On 2014-07-26 16:20, Nico Weber wrote:
> On Fri, Jul 25, 2014 at 10:03 AM, Matthew Woehlke wrote:
>> On 2014-07-25 12:32, Nico Weber wrote:
>>> Isn't it possible to set up your build in a way that there's
>>> only a single ninja invocation? That should be more efficient,
>>> solves all sub-ninja process issues (there are no sub-ninja
>>> processes), etc.
>>
>> Given that we're talking about CMake, here, CMake would need to have
>> knowledge of when it is running a custom command that is to build
>> another CMake project,
>
> I don't know CMake well, but if there was some CMake build construct that
> said "build_subproject()", then it seems that the generator should have
> enough information to build the subproject with the same generator that's
> currently selected, no?
That's the problem; there is no such thing. In CMake, this boils down to
add_custom_command (or maybe add_custom_target; I didn't check), which
is a generic mechanism that can be used to run *any* executable (even
the regular compiler if you were feeling especially masochistic). CMake
would either need to be newly taught such a command, or else would need
to be taught how to "recognize" when a custom command/target is in fact
calling 'cmake --build' in order to treat it differently. (The former is
probably preferred.)
Also, as was elsewhere stated, for this to work correctly requires that
ninja be able to build such a project where the .ninja files change in
the middle of the build. (Actually it's worse than that; they may not
even exist at the start of the build!) It seems to me this could be very
hard to implement.
Just to be clear, such a build consists of:
configure ProjectA (i.e. creates .ninja files for same)
build ProjectA
configure ProjectB
build ProjectB
[...]
There can be additional per-project steps, but the important part is
that the .ninja files for ProjectB *do not exist* at the start of the
root build. Worse, *generating* them may well (in fact, often *does*)
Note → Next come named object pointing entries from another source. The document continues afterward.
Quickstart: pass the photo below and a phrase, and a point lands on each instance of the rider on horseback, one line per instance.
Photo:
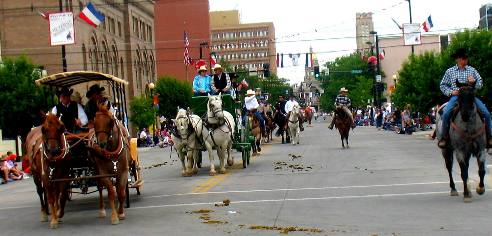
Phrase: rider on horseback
(252, 106)
(461, 73)
(288, 108)
(343, 101)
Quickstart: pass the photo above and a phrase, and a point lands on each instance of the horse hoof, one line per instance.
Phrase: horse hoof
(480, 190)
(115, 221)
(44, 217)
(102, 214)
(54, 225)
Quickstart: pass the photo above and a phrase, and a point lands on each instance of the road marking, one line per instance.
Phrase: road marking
(299, 199)
(297, 189)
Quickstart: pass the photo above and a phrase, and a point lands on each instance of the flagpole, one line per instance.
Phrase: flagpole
(64, 59)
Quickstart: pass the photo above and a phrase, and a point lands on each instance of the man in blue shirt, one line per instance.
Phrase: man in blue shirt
(201, 82)
(461, 73)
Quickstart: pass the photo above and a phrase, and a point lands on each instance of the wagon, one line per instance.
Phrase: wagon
(242, 139)
(82, 171)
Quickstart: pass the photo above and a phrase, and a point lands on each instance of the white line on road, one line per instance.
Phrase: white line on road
(297, 199)
(299, 189)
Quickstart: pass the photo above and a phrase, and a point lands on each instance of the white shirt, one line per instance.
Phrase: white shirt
(81, 114)
(251, 103)
(289, 105)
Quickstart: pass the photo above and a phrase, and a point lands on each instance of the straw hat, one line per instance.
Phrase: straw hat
(250, 92)
(217, 66)
(202, 68)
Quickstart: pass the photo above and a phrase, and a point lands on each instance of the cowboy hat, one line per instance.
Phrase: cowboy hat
(202, 68)
(76, 97)
(217, 66)
(460, 53)
(250, 92)
(94, 89)
(64, 91)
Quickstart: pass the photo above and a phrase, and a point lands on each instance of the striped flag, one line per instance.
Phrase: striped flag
(187, 58)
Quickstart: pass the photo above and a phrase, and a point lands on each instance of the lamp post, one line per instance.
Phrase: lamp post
(410, 13)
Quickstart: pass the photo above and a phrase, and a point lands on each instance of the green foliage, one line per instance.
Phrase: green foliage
(173, 93)
(21, 101)
(359, 85)
(418, 83)
(142, 112)
(420, 76)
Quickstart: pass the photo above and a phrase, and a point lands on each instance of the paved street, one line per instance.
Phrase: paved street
(385, 184)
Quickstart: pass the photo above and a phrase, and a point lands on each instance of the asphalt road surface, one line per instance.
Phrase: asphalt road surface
(385, 184)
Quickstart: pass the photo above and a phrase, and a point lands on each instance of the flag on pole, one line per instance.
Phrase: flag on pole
(91, 15)
(186, 54)
(427, 25)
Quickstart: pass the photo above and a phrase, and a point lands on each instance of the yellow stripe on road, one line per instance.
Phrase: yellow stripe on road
(210, 183)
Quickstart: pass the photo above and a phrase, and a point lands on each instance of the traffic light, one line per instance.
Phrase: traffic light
(266, 70)
(316, 72)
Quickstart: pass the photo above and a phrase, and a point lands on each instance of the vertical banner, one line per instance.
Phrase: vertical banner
(411, 34)
(62, 31)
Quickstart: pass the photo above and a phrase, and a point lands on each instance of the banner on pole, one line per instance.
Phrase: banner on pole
(411, 34)
(62, 31)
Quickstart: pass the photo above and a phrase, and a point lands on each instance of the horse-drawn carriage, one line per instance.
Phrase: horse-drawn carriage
(88, 160)
(242, 138)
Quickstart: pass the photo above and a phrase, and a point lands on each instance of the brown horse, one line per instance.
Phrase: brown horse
(343, 124)
(47, 150)
(110, 150)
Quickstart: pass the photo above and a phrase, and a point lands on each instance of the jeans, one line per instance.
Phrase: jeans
(447, 115)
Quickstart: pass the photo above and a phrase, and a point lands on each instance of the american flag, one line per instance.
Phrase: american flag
(187, 58)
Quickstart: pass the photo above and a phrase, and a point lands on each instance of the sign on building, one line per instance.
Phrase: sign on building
(411, 34)
(62, 31)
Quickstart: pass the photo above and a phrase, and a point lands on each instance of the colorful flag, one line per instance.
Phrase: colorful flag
(91, 15)
(427, 25)
(187, 58)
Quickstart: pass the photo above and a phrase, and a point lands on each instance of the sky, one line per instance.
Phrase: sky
(328, 26)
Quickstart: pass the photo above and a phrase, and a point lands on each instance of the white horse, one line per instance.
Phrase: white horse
(186, 141)
(218, 134)
(293, 124)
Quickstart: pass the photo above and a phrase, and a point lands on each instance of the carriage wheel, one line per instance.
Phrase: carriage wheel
(199, 161)
(245, 158)
(127, 191)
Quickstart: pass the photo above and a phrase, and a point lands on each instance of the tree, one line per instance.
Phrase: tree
(418, 83)
(22, 103)
(142, 112)
(420, 76)
(173, 93)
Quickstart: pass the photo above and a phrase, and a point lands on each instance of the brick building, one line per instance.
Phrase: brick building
(172, 19)
(123, 45)
(248, 46)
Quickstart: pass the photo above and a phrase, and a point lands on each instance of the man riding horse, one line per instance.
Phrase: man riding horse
(71, 113)
(289, 105)
(252, 105)
(463, 74)
(343, 101)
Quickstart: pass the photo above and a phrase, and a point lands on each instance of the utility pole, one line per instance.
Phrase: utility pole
(410, 11)
(64, 59)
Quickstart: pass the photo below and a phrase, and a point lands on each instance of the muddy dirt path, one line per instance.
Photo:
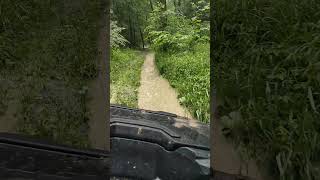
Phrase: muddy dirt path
(155, 92)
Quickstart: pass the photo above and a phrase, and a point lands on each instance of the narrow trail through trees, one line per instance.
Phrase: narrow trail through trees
(155, 92)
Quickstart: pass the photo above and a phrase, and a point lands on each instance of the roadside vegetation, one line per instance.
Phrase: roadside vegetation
(180, 37)
(125, 76)
(47, 57)
(267, 64)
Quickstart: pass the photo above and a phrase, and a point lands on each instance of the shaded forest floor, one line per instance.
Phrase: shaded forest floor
(155, 92)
depend on the *build* of ProjectB having completed first.
IOW, ninja would need to be able to reload the build graph multiple
times in the middle of a build. I'd also be worried about getting
dependencies right in order to do that reload at a consistent spot.
(There's a good chance this would fall to CMake rather than Ninja, but
it's still likely to be complicated. Worse, now you're asking CMake to
carry a whole lot of code that is specific to only one of its
generators, which may not go over well.)
>> This also does nothing for the potential case of ninja -> make -> ninja.
>
> One of ninja's core features is performance, which you probably sacrifice
> by doing these nested build system invocations.
Possibly... Certainly you would have much better scope for interleaving
rules/targets across projects if ninja knew about the entire build. (As
an example, let's say that ProjectA has LibraryA1 and LibraryA2,
ProjectB has LibraryB which depends on LibraryA1, and ProjectC has
LibraryC which depends on LibraryA2 and LibraryB. Right now, for build
correctness it is necessary for ProjectC to depend on ProjectB which in
turn depends on ProjectA. If Ninja knew about everything, LibraryA2 and
LibraryB could be built in parallel.)
I'm not saying anywhere this wouldn't be better :-). Just that it
requires changes to CMake as well as Ninja.
That said, it's still possible that some superbuild contains a
sub-project that *must* be built with Make. (Or worse, some
project-specific tool, e.g. Qt, Boost, etc.) On it's own this isn't
horrible, but things could get really odd if such a project were to turn
around and used ninja again in its bowels.